The authors Rejeb et al. [87] detail that the country that published the most on Machine Learning with respect to API, software, error detection deployments in the last 4 years was the US with 29% followed by China with 10% leaving Switzerland and Finland with a 2% share.
According to the results of the literature review, Table 6 shows the most used machine learning algorithms.
The most commonly used type of machine learning is Supervised Learning, according to Sharifi et al. [90] implemented in their paper on Signal Detection Robot with constrained computational resources.
RQ5: What are the Named Entities (NER): people, organizations, places, time expressions and quantities that are most frequently presented in Machine Learning Research Abstracts and their impact on API Deployment?
After performing a detailed analysis of the abstracts of the papers reviewed, using natural language processing (NLP) techniques, a series of NERs were obtained. The most frequent ones are shown in Figure 10.
According to the results of the literature review, the Organization type NERs were found very frequently in the abstracts of the papers with 54%, the Location type with 21%, the Percentage type with 18%, the Date type with 11.3% and the Person type with 8% of the total percentage.
It is considered necessary to emphasize that the answer to this type of question cannot be compared with other papers since it is considered unique, this in order to be able to contribute to the research on Machine Learning so that it can be used as a reference in future papers.
On the other hand, Figure 11 shows the NERs that were identified in the paper abstracts. They are shown ordered by bibliographic source, and the bibliographic source whose papers have the most NERs is Wiley Online Library, followed by Scopus. IEEE Xplore is the source with the fewest NERs in the abstracts of its publications.

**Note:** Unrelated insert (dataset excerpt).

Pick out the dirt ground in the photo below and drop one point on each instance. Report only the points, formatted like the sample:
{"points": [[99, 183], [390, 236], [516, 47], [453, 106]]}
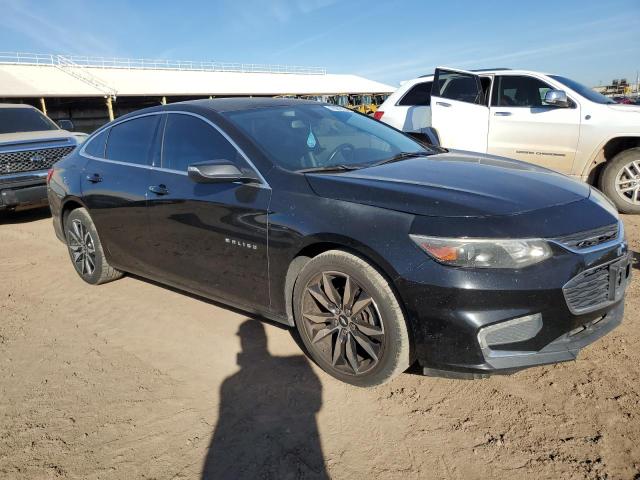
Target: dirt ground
{"points": [[134, 380]]}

Finally, Figure 12 shows that in the years 2020 and 2021 the NERs of type Organization were presented more frequently in 21 and 40 abstracts of their papers respectively.
RQ6: What are the most used and relevant Machine Learning keywords and their impact on API Deployment?
According to the results of the literature review, Figure 13 shows the main keywords used in the research on machine learning solutions and their impact on API Deployment. To detail this, Figure 14 shows the number of keyword repetitions.
In the authors' paper Hasan et al. [100] include the keywords such as "machine learning", "big data analytics", "predictive analytics" among others.
Also [94] state that the most used keywords in their research were "machine learning", "artificial intelligence", "logistic", among others.
After the analysis of these 2 randomly selected systematic literature review papers, it is observed that the most repeated keyword is "machine learning" and "artificial intelligence" and it is found within the evaluation carried out.
5 Conclusions and Future Research
In conclusion, this study applies systematic literature review (SRL), which is an iterative process that combines the existing literature on a specific topic.
The objective was to address the issues by identifying, critically evaluating, and integrating the findings of all relevant individual high-quality studies that address one or more research questions.
This review has determined how far current studies on the use of machine learning have progressed in organizations that have successfully implemented it. It has also helped to formulate general statements, develop theoretical and practical implications, and make suggestions for future research.
We have answered, in detail, each of the RQs formulated, based on a thorough review of the 96 papers selected, discussed gaps and future directions. This review has some limitations that future research can address as it has a time limit for the papers that were reviewed from 2017 to 2021.
Therefore, future research should consider more recent publications to keep up with new technologies, methods, algorithms, and frameworks that may come out for machine learning in the future.